Wednesday, April 29, 2009

Internet Exporer 8 - total rubbish

I must be one of the few people left in the World who writes a heading like that. To normal people it is abbreviated to 'IE8', but there you go. Whatever to call it, I am far from impressed. This latest incarnation of Explorer has left me completely dumbfounded.

I downloaded IE8 a couple of weeks ago, and for one reason mainly: it's current. I have a longstanding fear of anything Microsoft not being bang 'up to the minute' for security vunerability reasons. Download went fine, and so did installation.

The problems began when I started using it. It will not start up without crashing once, and man, it truly crawls when it does decide to work. Microsoft have added one signifigant new feature too: when selecting something from the drop - down list of visited web addresses, you accidentally delete it off the list.

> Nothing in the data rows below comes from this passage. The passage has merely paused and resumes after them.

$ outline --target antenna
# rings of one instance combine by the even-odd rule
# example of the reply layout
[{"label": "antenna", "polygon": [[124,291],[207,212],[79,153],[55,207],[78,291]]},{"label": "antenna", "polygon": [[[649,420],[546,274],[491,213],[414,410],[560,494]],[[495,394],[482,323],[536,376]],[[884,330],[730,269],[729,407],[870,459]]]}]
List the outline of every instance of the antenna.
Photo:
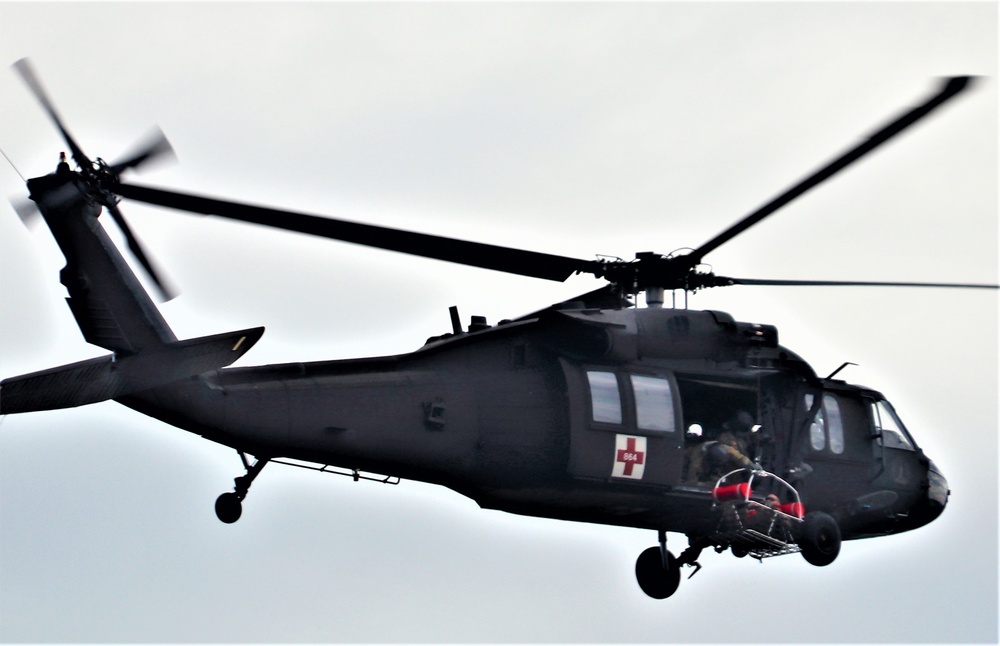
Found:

This seems to happen readily with everything except - strangely - Microsoft's own Hotmail. It's like MS took a good look at IE and went "so what can we do to improve it? - I know, let's disimprove it!". Explorer 7 was ( mostly ) fine, but this is a landfill incarnation of the browser.

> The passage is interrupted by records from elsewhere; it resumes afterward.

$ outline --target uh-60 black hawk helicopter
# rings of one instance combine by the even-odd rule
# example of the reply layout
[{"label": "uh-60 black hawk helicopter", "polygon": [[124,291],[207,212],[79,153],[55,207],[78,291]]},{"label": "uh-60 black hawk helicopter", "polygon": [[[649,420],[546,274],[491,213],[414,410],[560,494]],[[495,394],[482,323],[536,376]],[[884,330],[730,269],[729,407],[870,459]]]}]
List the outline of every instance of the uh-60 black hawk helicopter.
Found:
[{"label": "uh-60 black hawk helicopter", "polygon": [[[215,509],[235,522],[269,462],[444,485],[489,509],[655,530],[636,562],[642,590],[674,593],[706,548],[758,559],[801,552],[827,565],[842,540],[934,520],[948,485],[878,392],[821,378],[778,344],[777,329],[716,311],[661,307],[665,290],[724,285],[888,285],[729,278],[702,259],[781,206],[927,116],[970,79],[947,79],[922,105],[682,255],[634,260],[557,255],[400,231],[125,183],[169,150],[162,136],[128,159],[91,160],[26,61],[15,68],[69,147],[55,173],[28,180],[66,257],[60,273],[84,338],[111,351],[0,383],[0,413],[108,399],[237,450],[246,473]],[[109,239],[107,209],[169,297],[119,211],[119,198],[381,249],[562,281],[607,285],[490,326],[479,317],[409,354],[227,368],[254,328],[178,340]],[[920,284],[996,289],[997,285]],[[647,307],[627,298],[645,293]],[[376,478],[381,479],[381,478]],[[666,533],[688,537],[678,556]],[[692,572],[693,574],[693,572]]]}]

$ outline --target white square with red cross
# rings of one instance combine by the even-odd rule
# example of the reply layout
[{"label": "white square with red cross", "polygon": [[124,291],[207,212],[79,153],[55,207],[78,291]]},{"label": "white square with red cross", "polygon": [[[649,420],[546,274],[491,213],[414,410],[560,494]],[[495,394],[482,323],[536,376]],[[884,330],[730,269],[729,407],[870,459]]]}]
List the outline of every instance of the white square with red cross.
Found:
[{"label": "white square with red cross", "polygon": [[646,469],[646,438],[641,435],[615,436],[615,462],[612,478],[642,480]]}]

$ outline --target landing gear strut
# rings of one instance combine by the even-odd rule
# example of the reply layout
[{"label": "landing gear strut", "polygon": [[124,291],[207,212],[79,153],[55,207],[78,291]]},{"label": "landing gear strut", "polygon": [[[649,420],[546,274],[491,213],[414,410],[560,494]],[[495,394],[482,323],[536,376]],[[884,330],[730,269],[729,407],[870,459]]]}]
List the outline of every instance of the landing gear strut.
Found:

I find myself using Firefox more and more these days, and suddenly Google Chrome - which I have to admit I liked already - is beginning to look a whole lot better. From my experience of the whole 'MSN Live' thing, I think Microsoft have given up altogether.

Saturday, April 25, 2009

Never - ending innane websites

Okay, my website ( www.deadpc.net ) is never going to rival Ebay or YouTube, I accept that. There are, however, two things I can honestly say. Firstly, I take my website very seriously, and secondly, I work very hard at it. In other words, I do my best.

It seemed, in the run - up to the dot com bust of 2000, that every Tom Dick and Harry ( and Harriet ) was on the internet. I'm thinking of the plethora of truly vomit - inducing 'personal pages' in particular. You know the ones: "Hi I'm Jim and this is my beautiful wife, my 2.2 children and oh, this is my Ford Focus".

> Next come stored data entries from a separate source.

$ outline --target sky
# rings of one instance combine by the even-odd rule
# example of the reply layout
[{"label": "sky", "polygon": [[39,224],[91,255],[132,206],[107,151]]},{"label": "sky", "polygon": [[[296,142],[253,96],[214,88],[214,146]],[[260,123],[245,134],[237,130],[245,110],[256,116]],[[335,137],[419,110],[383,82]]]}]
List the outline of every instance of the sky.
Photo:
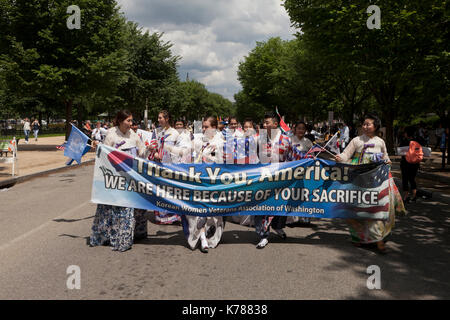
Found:
[{"label": "sky", "polygon": [[281,0],[117,0],[128,20],[164,33],[181,56],[178,74],[234,101],[239,62],[271,37],[293,39],[295,29]]}]

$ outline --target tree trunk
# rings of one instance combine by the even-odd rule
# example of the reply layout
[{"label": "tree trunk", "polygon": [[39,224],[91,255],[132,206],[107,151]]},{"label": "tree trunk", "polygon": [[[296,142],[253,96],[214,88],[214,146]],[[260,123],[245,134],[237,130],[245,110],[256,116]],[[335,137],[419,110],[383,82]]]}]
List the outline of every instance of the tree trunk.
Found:
[{"label": "tree trunk", "polygon": [[72,126],[70,123],[72,122],[72,104],[73,100],[65,101],[66,105],[66,141],[69,140],[70,131],[72,130]]},{"label": "tree trunk", "polygon": [[[384,110],[389,110],[389,108]],[[384,137],[386,148],[389,154],[394,154],[394,116],[392,112],[385,112],[384,117],[386,122],[386,137]]]},{"label": "tree trunk", "polygon": [[81,103],[79,103],[77,105],[77,121],[78,121],[78,129],[80,130],[83,128],[83,118],[84,118],[84,108],[81,105]]}]

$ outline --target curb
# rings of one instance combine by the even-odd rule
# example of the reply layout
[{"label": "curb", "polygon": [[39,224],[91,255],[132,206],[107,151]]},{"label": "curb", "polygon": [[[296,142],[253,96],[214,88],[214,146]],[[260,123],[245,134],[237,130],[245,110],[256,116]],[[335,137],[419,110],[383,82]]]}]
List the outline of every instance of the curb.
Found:
[{"label": "curb", "polygon": [[71,169],[76,169],[76,168],[80,168],[80,167],[84,167],[84,166],[89,166],[91,164],[95,163],[95,159],[91,159],[91,160],[87,160],[81,164],[75,164],[75,165],[71,165],[71,166],[64,166],[64,167],[59,167],[59,168],[54,168],[54,169],[49,169],[49,170],[45,170],[45,171],[40,171],[40,172],[36,172],[36,173],[31,173],[31,174],[27,174],[24,176],[18,176],[15,178],[11,178],[11,179],[7,179],[7,180],[3,180],[0,181],[0,189],[1,188],[7,188],[7,187],[12,187],[16,184],[37,178],[37,177],[41,177],[41,176],[45,176],[47,174],[51,174],[51,173],[55,173],[55,172],[61,172],[61,171],[66,171],[66,170],[71,170]]}]

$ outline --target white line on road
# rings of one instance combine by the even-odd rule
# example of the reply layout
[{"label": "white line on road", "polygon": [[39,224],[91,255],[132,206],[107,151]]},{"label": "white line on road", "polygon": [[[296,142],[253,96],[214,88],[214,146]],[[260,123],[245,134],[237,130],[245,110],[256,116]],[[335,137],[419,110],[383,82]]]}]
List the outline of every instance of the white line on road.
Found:
[{"label": "white line on road", "polygon": [[53,218],[52,220],[47,221],[47,222],[44,223],[44,224],[41,224],[39,227],[36,227],[36,228],[34,228],[34,229],[32,229],[32,230],[30,230],[30,231],[28,231],[28,232],[22,234],[21,236],[18,236],[17,238],[14,238],[13,240],[11,240],[11,241],[9,241],[9,242],[7,242],[7,243],[1,245],[1,246],[0,246],[0,251],[2,251],[3,249],[6,249],[6,248],[8,248],[8,247],[10,247],[11,245],[13,245],[13,244],[16,243],[16,242],[19,242],[19,241],[21,241],[21,240],[27,238],[28,236],[32,235],[33,233],[36,233],[37,231],[44,229],[45,227],[47,227],[48,225],[50,225],[52,222],[55,222],[55,221],[53,221],[53,220],[55,220],[55,219],[61,219],[61,218],[63,218],[64,216],[66,216],[66,215],[68,215],[68,214],[71,214],[71,213],[73,213],[73,212],[75,212],[75,211],[77,211],[77,210],[83,208],[85,205],[87,205],[87,204],[89,204],[89,203],[90,203],[90,201],[86,201],[86,202],[84,202],[84,203],[82,203],[82,204],[76,206],[75,208],[72,208],[72,209],[70,209],[70,210],[64,212],[63,214],[57,216],[56,218]]}]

For some reason an awful lot of people seemed to think that the World was interested in their sad lives to the point of seeing pictures of an ordinary man, an ordinary woman, and countless pictures of ordinary cars and houses along with the occassional resume, just in case employers might have nothing to do but surf for lost ordinary people on the web.

Thank God for Facebook et al, for they have vacuumed most of these idiots off the main cyberspace. If you want pornographic boredom, you now know where to go and Facebook serves it well. Thank God for so much less of these 'Sites' that always began with "thanks for dropping by" ( the corniest line since "Do you come here often?" ) and "check back soon for updates" ( always accompanied by: 'last updated 12th. March 1998' or something like that ).

Now that the Web has died and has come back, the Irish experience would dictate that it is in danger of becoming a hoare again. Worried about mumps? - no problem. Just visit mumps.ie. We now have websites for events, websites for developments of new houses, websites for every kind of crazy non - reason you could shake a stick at. Are these the new 'personal page' rubbish of the future? - I think so.

What will happen when mumps become less sexy, when the developments of badly built and hard to sell houses are falling apart because the economy is in the toilet? What, more specifically, will happen to the joke websites? It seems everyone is registering names, regardless of how long or obscure and putting up largely pathetic - looking 'websites'.

I can only hope that Google develop their search - engine to cope with this. Otherwise, the web will be full of deadwood in a few years' time. I guess in a way the success of the web has come home to roost - and not for the first time. Victim of it's own success, and all that.